Evaluating cognitive biases in AI-assisted mammography interpretation: a simulation reader study of explainable AI across radiologist experience levels.
Authors
Affiliations (5)
Affiliations (5)
- Breast Imaging Division, Radiology Department, IEO European Institute of Oncology IRCCS, Milan, Italy. [email protected].
- Breast Imaging Division, Radiology Department, IEO European Institute of Oncology IRCCS, Milan, Italy.
- Department of Psychology, Educational Science and Human Movement, University of Palermo, Palermo, Italy.
- Applied Research Division for Cognitive and Psychological Science, European Institute of Oncology, IRCCS, Milan, Italy.

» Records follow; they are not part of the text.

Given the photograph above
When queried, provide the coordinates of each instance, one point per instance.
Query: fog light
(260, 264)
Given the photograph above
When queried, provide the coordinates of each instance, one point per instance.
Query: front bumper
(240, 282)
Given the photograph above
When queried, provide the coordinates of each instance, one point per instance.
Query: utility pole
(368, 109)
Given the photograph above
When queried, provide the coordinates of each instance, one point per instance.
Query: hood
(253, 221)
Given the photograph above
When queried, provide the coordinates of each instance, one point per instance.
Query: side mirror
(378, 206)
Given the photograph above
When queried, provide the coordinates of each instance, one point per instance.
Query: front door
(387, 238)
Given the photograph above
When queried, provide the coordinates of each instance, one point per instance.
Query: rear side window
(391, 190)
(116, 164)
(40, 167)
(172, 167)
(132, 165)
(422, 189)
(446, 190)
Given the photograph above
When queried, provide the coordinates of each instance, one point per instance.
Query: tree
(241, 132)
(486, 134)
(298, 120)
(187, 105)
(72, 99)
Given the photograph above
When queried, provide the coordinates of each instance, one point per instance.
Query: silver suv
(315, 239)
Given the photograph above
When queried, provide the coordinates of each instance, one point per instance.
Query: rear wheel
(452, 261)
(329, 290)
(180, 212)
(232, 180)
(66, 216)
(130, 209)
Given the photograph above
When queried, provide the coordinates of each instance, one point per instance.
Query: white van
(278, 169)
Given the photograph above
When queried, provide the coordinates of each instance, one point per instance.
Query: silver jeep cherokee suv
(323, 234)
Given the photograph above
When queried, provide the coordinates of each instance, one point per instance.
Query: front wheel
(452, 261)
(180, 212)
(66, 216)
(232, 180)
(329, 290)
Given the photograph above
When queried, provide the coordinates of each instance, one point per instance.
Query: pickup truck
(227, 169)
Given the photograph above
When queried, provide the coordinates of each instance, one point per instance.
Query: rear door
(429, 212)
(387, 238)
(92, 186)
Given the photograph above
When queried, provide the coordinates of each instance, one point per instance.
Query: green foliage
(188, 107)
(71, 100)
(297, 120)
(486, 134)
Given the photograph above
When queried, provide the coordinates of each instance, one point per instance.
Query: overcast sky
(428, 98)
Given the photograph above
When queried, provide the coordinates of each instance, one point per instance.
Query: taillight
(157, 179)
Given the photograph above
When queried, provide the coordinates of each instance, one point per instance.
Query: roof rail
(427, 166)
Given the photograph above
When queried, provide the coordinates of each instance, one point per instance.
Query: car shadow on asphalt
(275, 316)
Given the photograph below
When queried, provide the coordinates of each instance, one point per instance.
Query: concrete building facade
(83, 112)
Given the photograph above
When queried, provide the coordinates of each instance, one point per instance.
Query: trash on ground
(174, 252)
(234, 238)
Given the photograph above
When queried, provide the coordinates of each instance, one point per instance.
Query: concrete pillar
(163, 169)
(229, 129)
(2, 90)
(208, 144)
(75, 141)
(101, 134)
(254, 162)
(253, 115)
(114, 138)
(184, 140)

- Department of Oncology and Hemato-Oncology, University of Milan, Milan, Italy.
Abstract
To evaluate the impact of automation and anchoring bias in artificial intelligence (AI)-assisted mammography interpretation and to assess whether saliency-based explainable AI (XAI) mitigates these biases across radiologists of varying experience. In this monocentric, fully crossed simulation reader study conducted between March and June 2024, six breast radiologists stratified by experience independently reviewed 200 mammograms under three sequential conditions: unassisted, AI-assisted, and AI-assisted with saliency-based XAI heatmaps. To quantify susceptibility to misleading AI advice under controlled discordance conditions, BI-RADS-like AI recommendations were deliberately perturbed by one category in 30% of examinations, whereas the remaining 70% retained the native AI output. Bias outcomes were analyzed using generalized linear mixed-effects models accounting for reader- and case-level clustering. In the AI-assisted condition without explanations, automation bias occurred in 65/180 (36.1%) and anchoring bias in 61/180 (33.9%) of manipulated cases. With XAI, these rates decreased to 32/180 (17.8%) and 31/180 (17.2%), respectively. In mixed-effects models, XAI was associated with lower odds of automation bias (aOR 0.56, 95% CI 0.44-0.71; p < 0.001) and anchoring-related revision bias (aOR 0.61, 95% CI 0.48-0.78; p < 0.001). On the non-manipulated subset, diagnostic accuracy improved from 724/840 (86.2%) in the unaided phase to 757/840 (90.1%) in the AI + XAI phase. Automation and anchoring bias affected AI-assisted mammography interpretation, particularly among less experienced radiologists. Saliency-based explainable AI reduced, but did not eliminate, these effects. Question AI assistance can systematically influence BI-RADS decisions in mammography, particularly among less experienced radiologists, through automation and anchoring biases. Findings Saliency-based explainable AI (XAI) substantially reduces biased decisions while modestly improving overall diagnostic accuracy compared with standard AI support alone. Clinical relevance Embedding XAI and targeted training into AI-assisted mammography workflows may enhance patient safety and support safer clinical integration of mammography AI tools.